From: Marcelo Tosatti
Date: Mon Apr 25 2022 - 10:59:16 EST


On Mon, Apr 25, 2022 at 04:06:04PM +0200, Christoph Lameter wrote:
> On Mon, 25 Apr 2022, Peter Zijlstra wrote:
>
> > > Folding the vmstat diffs *always* when entering idle prevents unnecessary
> > > wakeups and processing in the future and also provides more accurate
> > > counters for the VM allowing better decision to be made on reclaim.
> >
> > I'm thinking you're going to find a ton of regressions if you try it
> > though; some workloads go idle *very* shortly, doing all this accounting
> > is going to be counter-productive.
>
> Well there is usually not much to do in terms of accounting.
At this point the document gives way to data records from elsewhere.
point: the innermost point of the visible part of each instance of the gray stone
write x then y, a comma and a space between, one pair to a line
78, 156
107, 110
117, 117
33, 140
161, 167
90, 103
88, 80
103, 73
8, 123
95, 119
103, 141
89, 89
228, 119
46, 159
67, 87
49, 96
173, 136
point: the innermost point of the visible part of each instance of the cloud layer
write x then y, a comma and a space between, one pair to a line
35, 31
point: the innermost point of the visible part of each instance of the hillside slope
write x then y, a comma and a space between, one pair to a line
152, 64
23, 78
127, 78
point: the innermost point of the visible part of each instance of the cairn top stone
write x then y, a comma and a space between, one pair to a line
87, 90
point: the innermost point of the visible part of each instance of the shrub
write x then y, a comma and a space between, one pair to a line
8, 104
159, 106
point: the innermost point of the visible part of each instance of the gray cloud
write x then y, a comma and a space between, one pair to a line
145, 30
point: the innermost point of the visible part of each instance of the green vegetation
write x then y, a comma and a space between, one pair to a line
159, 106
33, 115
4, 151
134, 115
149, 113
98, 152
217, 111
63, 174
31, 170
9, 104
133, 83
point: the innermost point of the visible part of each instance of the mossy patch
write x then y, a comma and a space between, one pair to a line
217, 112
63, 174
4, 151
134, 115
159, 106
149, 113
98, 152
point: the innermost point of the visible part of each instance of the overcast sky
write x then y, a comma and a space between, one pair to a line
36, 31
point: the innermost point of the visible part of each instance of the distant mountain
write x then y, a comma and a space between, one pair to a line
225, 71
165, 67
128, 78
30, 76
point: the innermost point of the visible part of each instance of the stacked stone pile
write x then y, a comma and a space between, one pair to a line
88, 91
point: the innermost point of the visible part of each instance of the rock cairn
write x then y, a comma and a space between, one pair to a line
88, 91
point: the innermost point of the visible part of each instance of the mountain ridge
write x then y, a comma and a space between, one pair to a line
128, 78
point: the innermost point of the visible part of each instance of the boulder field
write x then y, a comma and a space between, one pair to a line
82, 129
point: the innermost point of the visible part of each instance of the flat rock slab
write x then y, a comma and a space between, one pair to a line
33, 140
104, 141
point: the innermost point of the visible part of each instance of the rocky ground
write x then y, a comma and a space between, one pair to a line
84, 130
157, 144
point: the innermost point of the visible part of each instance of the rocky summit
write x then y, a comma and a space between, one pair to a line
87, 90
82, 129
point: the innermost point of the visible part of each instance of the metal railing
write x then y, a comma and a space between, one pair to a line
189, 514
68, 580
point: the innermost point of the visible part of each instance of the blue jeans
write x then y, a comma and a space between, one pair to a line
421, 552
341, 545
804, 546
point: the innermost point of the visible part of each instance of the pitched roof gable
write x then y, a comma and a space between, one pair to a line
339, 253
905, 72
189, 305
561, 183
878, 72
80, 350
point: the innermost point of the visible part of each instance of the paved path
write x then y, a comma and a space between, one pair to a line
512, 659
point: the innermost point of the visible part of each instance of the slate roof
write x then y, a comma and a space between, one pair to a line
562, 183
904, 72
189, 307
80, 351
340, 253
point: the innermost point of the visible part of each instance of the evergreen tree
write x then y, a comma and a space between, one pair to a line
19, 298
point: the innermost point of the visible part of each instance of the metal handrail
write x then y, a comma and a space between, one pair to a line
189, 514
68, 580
static int refresh_cpu_vm_stats(bool do_pagesets)
{
struct pglist_data *pgdat;
struct zone *zone;
int i;
int global_zone_diff[NR_VM_ZONE_STAT_ITEMS] = { 0, };
int global_node_diff[NR_VM_NODE_STAT_ITEMS] = { 0, };
int changes = 0;

for_each_populated_zone(zone) {
struct per_cpu_zonestat __percpu *pzstats = zone->per_cpu_zonestats;
#ifdef CONFIG_NUMA
struct per_cpu_pages __percpu *pcp = zone->per_cpu_pageset;
#endif

for (i = 0; i < NR_VM_ZONE_STAT_ITEMS; i++) {
int v;

v = this_cpu_xchg(pzstats->vm_stat_diff[i], 0);
if (v) {

This loop is quite heavy. Maybe reducing the data necessary to be read
to a couple of cachelines would improve it considerably.

> If there are
> a lot of updates then it is worthwhile because if the numbers are off too
> much then the VM has trouble assessing its own situation.
>
> It may depend though on how long the idle periods are. Do we have
> statistics on the duration? Always folding the vmstat deltas may also
> increase the length of the idle periods.

"Products such as the Intel® Optane™ SSD DC P4800X series have a read and write
latency of 10 microseconds, compared with a write latency of about 220
microseconds for a typical NAND flash SSD."